Session state persists to {CHUMP_HOME}/acp_sessions/{session_id}.json (atomic rename writes). When the editor declares fs or terminal capability, file and shell operations delegate to the editor's environment — critical for SSH-remote and devcontainer setups.

See docs/ACP.md for wire-level documentation.


Provider Cascade

Request → local Ollama / vLLM (primary)
        → mistral.rs in-process (optional feature flag)
        → cloud API (CHUMP_FALLBACK_API_BASE, optional)

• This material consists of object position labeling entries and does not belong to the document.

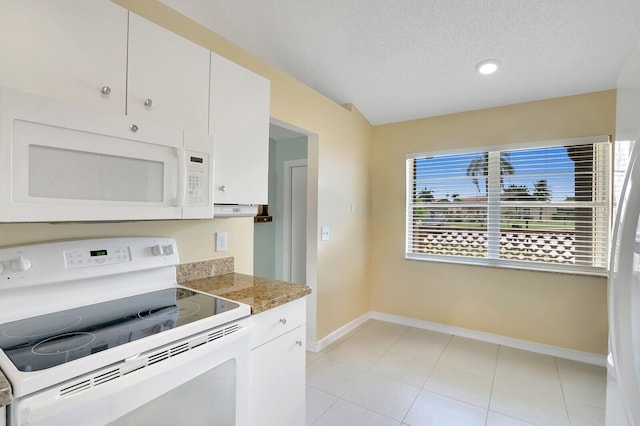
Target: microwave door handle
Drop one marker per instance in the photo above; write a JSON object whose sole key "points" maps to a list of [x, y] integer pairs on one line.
{"points": [[182, 177]]}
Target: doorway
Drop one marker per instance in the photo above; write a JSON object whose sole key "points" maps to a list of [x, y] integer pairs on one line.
{"points": [[286, 248], [294, 226]]}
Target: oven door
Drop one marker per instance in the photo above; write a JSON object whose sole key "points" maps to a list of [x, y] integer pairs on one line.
{"points": [[206, 384]]}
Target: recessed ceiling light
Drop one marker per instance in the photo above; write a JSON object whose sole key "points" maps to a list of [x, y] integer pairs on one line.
{"points": [[487, 67]]}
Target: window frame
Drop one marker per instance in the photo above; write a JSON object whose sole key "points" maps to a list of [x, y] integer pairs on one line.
{"points": [[494, 204]]}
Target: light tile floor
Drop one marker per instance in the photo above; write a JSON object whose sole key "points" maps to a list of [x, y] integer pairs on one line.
{"points": [[389, 374]]}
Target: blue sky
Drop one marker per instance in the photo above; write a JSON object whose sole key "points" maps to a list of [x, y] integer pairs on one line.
{"points": [[530, 165]]}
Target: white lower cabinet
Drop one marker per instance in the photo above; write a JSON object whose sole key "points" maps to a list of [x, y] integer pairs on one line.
{"points": [[278, 366]]}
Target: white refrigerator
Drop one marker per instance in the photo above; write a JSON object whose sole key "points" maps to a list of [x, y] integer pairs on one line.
{"points": [[623, 361]]}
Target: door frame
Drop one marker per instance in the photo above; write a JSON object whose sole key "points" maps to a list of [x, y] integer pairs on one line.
{"points": [[312, 225], [287, 217]]}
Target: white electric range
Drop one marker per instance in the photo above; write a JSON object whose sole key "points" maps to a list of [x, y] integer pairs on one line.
{"points": [[99, 332]]}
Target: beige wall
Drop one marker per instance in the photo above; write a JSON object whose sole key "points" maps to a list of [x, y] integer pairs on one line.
{"points": [[557, 309], [362, 267]]}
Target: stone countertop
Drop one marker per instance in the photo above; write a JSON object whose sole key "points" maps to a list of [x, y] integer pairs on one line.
{"points": [[5, 391], [259, 293]]}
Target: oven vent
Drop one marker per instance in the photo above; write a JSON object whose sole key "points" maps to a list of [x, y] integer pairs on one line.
{"points": [[179, 349], [112, 374], [120, 370], [157, 357], [76, 387]]}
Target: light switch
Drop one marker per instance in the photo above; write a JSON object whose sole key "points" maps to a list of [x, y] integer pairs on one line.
{"points": [[221, 241], [325, 233]]}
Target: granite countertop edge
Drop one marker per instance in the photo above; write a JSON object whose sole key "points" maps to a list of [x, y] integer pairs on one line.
{"points": [[261, 294]]}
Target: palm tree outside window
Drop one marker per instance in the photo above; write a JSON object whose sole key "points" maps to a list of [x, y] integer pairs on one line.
{"points": [[530, 207]]}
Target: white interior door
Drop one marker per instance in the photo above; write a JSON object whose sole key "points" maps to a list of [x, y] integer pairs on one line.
{"points": [[295, 222]]}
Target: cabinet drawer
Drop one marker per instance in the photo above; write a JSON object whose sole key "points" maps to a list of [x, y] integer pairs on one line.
{"points": [[277, 321]]}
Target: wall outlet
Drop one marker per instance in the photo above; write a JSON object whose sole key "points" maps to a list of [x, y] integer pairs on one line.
{"points": [[221, 241], [325, 233]]}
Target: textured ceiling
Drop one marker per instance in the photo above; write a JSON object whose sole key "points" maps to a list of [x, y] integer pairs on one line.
{"points": [[398, 60]]}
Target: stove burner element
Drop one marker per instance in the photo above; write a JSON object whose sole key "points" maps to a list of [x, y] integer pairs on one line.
{"points": [[184, 309], [63, 343], [86, 330], [54, 325]]}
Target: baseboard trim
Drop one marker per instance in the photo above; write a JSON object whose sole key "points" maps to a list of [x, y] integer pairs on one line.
{"points": [[541, 348], [341, 332]]}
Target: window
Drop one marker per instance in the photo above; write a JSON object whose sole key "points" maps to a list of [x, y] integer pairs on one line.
{"points": [[542, 206]]}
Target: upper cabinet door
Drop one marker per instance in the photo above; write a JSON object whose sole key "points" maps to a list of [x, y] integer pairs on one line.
{"points": [[168, 76], [239, 124], [65, 49]]}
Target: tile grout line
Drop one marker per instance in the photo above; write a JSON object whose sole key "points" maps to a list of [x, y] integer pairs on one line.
{"points": [[564, 396], [402, 422], [493, 382]]}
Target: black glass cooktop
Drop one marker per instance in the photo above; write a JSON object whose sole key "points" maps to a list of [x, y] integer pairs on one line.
{"points": [[48, 340]]}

Retry with backoff (CHUMP_LLM_RETRY_DELAYS_MS), circuit breaker after 3 failures. The Precision Controller's ModelTier recommendation (Fast / Standard / Capable / Specialist) gates which providers are tried in each regime.


Safety Controls

  • Kill switch: touch logs/pause or CHUMP_PAUSED=1
  • Input caps: CHUMP_MAX_MESSAGE_LEN, CHUMP_MAX_TOOL_ARGS_LEN
  • run_cli allowlist/blocklist: CHUMP_CLI_ALLOWLIST, CHUMP_CLI_BLOCKLIST
  • Secret redaction: in all log output
  • Audit log: every tool call logged with input, output, latency, approval outcome
  • ask_jeff tool: stores blocking questions for human review when uncertainty > 0.75

Eval Framework

src/eval_harness.rs — property-based evaluation stored in SQLite:

  • EvalCase: input + expected behavioral properties (contains, not_contains, json_path, regex)
  • EvalRun: result per case per run, compared against baseline for regression detection
  • Run via: ./scripts/battle-qa.sh or cargo test eval

Current seed suite: 5 cases. Target: 50+ covering multi-turn history and context-window boundary behavior.